Konferensi pertama GAPI membahas kepengurusan antaralain Muhammad Husni Thamrin, Amir Syarifuddin, dan Abikusno Tjokrosujoso. Pengurus menyusun anggaran dasar yang berdasarkan pada beberapa faktor yaitu hak untuk menentukan nasib sendri, persatuan nasional dari seluruh bangsa indonesia dengan berdasarkan kerakyatan dalam paham politik, ekonomi, dan sosial, serta persatuan aksi seluruh pergerakan nasional.
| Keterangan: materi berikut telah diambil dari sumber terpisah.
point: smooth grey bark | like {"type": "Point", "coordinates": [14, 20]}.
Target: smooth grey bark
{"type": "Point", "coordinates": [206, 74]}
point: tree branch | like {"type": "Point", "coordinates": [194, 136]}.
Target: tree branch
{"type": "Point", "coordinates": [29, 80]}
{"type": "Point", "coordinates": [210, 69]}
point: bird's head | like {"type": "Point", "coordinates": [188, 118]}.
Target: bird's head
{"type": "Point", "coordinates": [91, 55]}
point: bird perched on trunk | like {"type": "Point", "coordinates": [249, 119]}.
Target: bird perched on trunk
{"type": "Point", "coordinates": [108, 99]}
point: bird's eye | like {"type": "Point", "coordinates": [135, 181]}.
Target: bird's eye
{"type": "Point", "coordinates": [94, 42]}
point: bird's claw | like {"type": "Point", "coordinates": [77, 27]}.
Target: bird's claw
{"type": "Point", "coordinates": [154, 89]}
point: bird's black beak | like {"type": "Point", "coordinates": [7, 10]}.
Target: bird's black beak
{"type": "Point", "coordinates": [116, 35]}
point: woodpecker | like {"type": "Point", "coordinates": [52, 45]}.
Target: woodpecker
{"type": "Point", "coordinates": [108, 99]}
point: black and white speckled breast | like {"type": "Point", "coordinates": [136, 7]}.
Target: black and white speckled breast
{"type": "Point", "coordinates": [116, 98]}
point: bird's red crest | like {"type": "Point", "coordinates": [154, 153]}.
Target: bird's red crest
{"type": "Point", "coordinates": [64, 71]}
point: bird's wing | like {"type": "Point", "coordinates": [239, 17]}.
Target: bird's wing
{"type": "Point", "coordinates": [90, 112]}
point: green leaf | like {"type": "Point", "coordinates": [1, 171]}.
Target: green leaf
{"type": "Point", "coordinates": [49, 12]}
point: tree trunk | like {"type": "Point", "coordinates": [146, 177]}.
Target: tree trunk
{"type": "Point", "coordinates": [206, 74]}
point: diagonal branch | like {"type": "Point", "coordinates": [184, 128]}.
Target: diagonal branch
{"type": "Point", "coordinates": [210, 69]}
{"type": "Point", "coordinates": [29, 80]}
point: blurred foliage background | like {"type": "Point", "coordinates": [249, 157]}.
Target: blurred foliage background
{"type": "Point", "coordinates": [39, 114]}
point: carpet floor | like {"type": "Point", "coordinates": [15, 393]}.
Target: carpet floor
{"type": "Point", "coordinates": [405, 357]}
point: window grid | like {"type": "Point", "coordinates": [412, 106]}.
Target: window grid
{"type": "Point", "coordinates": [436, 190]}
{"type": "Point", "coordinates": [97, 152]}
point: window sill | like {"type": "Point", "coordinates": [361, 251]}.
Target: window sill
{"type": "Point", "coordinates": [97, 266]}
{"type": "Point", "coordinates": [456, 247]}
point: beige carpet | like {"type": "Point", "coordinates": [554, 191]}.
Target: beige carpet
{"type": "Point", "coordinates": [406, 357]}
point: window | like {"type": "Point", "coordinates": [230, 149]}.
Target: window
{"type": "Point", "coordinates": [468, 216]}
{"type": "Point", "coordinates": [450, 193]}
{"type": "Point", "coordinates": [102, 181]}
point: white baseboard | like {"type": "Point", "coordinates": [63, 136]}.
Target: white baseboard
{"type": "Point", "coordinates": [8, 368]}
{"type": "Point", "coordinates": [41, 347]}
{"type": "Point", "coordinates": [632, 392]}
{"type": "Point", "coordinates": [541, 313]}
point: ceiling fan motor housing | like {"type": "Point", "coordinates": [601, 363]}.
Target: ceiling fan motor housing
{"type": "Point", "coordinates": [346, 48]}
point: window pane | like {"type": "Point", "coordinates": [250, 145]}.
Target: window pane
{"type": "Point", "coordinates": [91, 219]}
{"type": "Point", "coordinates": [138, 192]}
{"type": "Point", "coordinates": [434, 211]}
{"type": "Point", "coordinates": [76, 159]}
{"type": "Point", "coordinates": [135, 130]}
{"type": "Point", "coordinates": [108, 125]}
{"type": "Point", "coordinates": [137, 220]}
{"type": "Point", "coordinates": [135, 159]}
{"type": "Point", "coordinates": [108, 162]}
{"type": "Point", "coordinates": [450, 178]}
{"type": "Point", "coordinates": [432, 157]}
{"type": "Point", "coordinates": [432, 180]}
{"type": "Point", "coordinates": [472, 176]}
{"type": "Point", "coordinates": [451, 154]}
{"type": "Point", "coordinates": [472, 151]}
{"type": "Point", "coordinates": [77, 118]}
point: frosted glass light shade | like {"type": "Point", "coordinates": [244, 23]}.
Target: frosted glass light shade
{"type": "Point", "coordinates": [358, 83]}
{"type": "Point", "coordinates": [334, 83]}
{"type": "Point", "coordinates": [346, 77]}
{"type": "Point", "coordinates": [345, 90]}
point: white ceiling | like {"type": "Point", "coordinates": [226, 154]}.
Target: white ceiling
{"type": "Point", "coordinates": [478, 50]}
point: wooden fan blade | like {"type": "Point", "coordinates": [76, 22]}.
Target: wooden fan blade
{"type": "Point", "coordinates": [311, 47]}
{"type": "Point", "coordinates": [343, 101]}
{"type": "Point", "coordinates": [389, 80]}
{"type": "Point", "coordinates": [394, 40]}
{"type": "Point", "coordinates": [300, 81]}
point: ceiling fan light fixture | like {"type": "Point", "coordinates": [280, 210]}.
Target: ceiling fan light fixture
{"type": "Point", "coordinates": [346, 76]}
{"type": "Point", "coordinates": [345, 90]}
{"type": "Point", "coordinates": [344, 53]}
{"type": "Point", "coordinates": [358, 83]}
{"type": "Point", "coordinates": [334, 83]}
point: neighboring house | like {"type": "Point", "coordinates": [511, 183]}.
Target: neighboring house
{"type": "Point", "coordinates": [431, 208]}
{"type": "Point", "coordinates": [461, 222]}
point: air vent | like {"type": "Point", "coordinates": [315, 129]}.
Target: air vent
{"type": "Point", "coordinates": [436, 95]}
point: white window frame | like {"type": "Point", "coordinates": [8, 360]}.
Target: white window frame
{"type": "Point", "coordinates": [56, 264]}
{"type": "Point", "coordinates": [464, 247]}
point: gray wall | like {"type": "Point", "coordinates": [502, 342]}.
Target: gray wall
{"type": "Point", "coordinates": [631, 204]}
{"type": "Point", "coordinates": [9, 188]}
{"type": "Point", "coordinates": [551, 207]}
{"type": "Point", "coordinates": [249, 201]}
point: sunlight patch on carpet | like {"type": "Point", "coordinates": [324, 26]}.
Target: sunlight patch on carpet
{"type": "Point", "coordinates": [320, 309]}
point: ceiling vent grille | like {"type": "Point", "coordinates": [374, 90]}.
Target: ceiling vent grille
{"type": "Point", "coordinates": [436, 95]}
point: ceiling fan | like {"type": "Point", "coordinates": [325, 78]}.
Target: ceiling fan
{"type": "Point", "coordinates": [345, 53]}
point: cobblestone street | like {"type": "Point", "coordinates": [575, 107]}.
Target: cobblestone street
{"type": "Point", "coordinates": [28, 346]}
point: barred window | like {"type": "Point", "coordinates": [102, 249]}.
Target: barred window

Pada 25 Desember 1939, GAPI menyelenggarakan Kongres Rakyat Indonesia pertama di Jakarta dengan menetapkan:
a.    Kongres Rakyat Indonesia menjadi badan tetap
b.    Aksi “Indonesia Berparlemen” dilanjutkan melalui panitia-panitia setempat yang telah dibentuk diseluruh daerah dibawah pimpinan GAPI
c.    Menetapkan bendera merah putih dan lagu ‘Indonesia Raya’ sebagai bendera dan lagu persatuan Indonesia serta peningkatan penggunaan bahasa Indonesia bagi seluruh rakyat Indonesia.
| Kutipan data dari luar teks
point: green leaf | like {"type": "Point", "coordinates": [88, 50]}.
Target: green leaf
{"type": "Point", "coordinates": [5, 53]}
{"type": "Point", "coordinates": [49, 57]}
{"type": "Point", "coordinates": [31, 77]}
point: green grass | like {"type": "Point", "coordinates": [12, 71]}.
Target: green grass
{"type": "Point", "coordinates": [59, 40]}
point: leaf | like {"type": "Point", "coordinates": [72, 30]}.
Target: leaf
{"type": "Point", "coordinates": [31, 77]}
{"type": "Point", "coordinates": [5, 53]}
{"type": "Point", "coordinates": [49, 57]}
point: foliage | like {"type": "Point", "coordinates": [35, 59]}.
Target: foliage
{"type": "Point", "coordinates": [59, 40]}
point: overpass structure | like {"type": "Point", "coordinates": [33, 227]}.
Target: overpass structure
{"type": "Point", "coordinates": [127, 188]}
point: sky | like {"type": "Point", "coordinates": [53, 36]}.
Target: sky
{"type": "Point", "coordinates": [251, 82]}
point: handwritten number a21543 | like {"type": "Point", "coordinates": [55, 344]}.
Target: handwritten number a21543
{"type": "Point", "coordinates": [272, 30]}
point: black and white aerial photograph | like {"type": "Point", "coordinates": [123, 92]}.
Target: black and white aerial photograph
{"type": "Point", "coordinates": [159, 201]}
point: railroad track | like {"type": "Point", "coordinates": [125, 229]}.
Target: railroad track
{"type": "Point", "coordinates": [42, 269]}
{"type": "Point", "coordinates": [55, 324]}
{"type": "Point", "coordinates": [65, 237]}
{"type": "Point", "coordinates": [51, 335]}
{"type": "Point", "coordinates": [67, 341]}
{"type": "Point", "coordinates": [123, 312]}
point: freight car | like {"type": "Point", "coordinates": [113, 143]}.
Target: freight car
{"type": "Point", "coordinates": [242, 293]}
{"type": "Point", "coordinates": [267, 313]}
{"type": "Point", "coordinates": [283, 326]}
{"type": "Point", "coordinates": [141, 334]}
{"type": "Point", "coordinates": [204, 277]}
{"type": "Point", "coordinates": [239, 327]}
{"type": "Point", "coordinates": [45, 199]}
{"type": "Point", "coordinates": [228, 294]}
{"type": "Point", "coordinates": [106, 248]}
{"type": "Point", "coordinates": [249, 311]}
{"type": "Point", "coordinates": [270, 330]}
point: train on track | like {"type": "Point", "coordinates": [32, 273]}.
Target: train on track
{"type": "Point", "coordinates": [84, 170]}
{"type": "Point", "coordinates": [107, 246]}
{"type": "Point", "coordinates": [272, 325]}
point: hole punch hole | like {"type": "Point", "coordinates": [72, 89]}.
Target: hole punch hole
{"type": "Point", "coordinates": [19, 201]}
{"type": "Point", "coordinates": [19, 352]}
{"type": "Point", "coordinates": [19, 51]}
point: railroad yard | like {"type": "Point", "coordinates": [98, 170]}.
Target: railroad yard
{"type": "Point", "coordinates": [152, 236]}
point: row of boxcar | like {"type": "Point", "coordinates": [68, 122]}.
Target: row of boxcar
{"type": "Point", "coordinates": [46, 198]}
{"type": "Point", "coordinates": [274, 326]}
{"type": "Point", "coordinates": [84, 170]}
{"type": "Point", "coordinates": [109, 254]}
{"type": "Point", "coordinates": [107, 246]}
Tuntutan Indonesia Berparlemen diperjuangkan terus menerus dengan gigih. Sehingga pada akhirnya pemerintah Belanda membentuk komisi yang dikenal dengan nama Komisi Visman yang diketuai oleh Dr. F.H.Visman.
Tugas dari Komisi Visman ini ialah menyelidiki serta mempelajari berbagai perubahan ketatanegaraan. Akan tetapi, setelah melakukan penelitian, komisi Visman tersebut menyampaikan kesimpulan yang mengecewakan Indonesia.
Seperti yang dikatakan Komisi tersebut, sebagian besar rakyat Indonesia ingin hidup dalam ikatan kerajaan belanda. GAPI menolak keputusan tersebut, karena dianggap sebagai rekayasa Belanda dan sangat bertentangan dengan keinginan rakyat Indonesia.

Sumber:
1.    Ringgo Rahata dkk. 2019. Sejarah untuk SMA/MA: Peminatan ilmu-ilmu sosial(Pegangan Guru). Yogyakarta, PT Intan Pariwara.